Micky Arthur, the South African coach, was understandably downcast at the end of the second day's play at Centurion Park, terming it as an "ordinary" one for his side. He hailed New Zealand's fighting spirit and felt that their depth in batting, all the way till No.10, was always going to be an advantage.
"We probably didn't do ourselves any favours after lunch," said Arthur at the end of the day. "We gave the left-handers [Jacob Oram and Daniel Vettori] too much width, and let them get away from us. It was pretty disappointing and a pretty ordinary day at the end. At lunch time, we spoke about taking opportunities. We didn't do that against Australia, where we had 50-50 situations, but they took the opportunities better than we did. We wanted to turn that around, and we had them in a precarious position.
Oram and Vettori added 183 for the seventh wicket, helping New Zealand gain a handy 51-run lead. Arthur revealed that South Africa's pressure tactics had worked with New Zealand's top order, but come unstuck when faced with Oram and Vettori. "We planned for that," he said. "We wanted to put the likes of [Stephen] Fleming, [Scott] Styris and [Nathan] Astle under pressure, and we did that nicely - and then Jacob popped up and played fantastically well. And even a guy like [James] Franklin played some fantastic shots. I guess New Zealand are a little like us - they bat all the way down."

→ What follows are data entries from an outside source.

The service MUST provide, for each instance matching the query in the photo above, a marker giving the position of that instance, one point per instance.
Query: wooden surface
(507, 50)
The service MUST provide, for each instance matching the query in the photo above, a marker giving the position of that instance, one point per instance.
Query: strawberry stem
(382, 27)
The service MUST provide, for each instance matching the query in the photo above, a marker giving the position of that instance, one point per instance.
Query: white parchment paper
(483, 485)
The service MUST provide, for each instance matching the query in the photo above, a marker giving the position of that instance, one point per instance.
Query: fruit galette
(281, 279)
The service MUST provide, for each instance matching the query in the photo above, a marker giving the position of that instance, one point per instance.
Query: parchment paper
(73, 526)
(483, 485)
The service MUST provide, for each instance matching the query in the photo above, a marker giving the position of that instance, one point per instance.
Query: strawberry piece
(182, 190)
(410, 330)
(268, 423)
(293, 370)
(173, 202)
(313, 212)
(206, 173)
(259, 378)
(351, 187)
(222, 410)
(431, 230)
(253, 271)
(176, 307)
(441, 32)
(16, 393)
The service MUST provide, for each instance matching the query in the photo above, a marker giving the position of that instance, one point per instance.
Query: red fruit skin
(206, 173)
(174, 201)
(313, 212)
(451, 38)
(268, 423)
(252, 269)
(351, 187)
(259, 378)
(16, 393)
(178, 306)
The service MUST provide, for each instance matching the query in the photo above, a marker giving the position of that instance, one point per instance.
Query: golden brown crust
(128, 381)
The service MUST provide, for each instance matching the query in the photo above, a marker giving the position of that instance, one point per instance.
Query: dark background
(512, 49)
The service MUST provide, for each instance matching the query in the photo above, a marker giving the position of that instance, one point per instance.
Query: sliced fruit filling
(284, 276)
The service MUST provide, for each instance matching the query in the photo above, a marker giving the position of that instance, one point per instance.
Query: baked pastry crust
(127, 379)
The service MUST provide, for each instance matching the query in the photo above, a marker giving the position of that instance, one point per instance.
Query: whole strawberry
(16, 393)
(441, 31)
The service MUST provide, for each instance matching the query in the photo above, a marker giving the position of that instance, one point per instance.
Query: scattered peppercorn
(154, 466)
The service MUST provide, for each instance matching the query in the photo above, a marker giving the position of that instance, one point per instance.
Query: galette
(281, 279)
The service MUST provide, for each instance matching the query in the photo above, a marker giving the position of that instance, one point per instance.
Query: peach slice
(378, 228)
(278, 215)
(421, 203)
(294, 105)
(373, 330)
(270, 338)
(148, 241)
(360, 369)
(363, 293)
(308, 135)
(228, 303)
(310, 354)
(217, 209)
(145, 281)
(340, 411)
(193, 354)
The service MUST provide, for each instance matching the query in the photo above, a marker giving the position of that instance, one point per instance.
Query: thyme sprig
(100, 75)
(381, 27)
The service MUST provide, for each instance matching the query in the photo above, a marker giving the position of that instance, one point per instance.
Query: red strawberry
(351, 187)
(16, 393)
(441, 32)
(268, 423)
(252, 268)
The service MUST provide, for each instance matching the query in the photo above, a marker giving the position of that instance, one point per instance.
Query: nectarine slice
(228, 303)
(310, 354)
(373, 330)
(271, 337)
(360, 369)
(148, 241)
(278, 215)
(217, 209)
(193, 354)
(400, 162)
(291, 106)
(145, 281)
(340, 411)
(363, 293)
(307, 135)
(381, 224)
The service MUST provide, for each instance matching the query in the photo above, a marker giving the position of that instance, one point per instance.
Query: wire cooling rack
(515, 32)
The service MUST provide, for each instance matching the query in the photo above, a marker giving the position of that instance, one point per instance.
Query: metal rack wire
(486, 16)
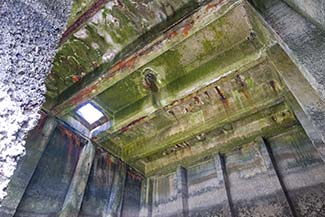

Oram, who made a career best 133, said it had been an emotional experience reaching his third Test century, after being out of Test cricket for nearly 18 months owing to a a string of injuries. "From a purely stroke-making point of view, it was the worst of the three [centuries]," he continued. "I never felt comfortable at all, and I didn't feel as good as I would have liked technically. But for the team, and the situation we were in, it was probably my best."
Considering the value of the century, it was surprising to observe Oram's relatively muted reaction after bringing up the landmark, when he saluted the dressing room and embraced Vettori. "I think it was a combination of a couple of things," he said about his reaction. "Firstly being out of Test cricket for however long it's been since Australia and also the nervousness and anxiety I had pre-Test. It built up due to the fact I hadn't played for so long. You're always doubting yourself - am I up to speed after such a long break? But it was an unbelievable feeling especially considering the position we had found ourselves in."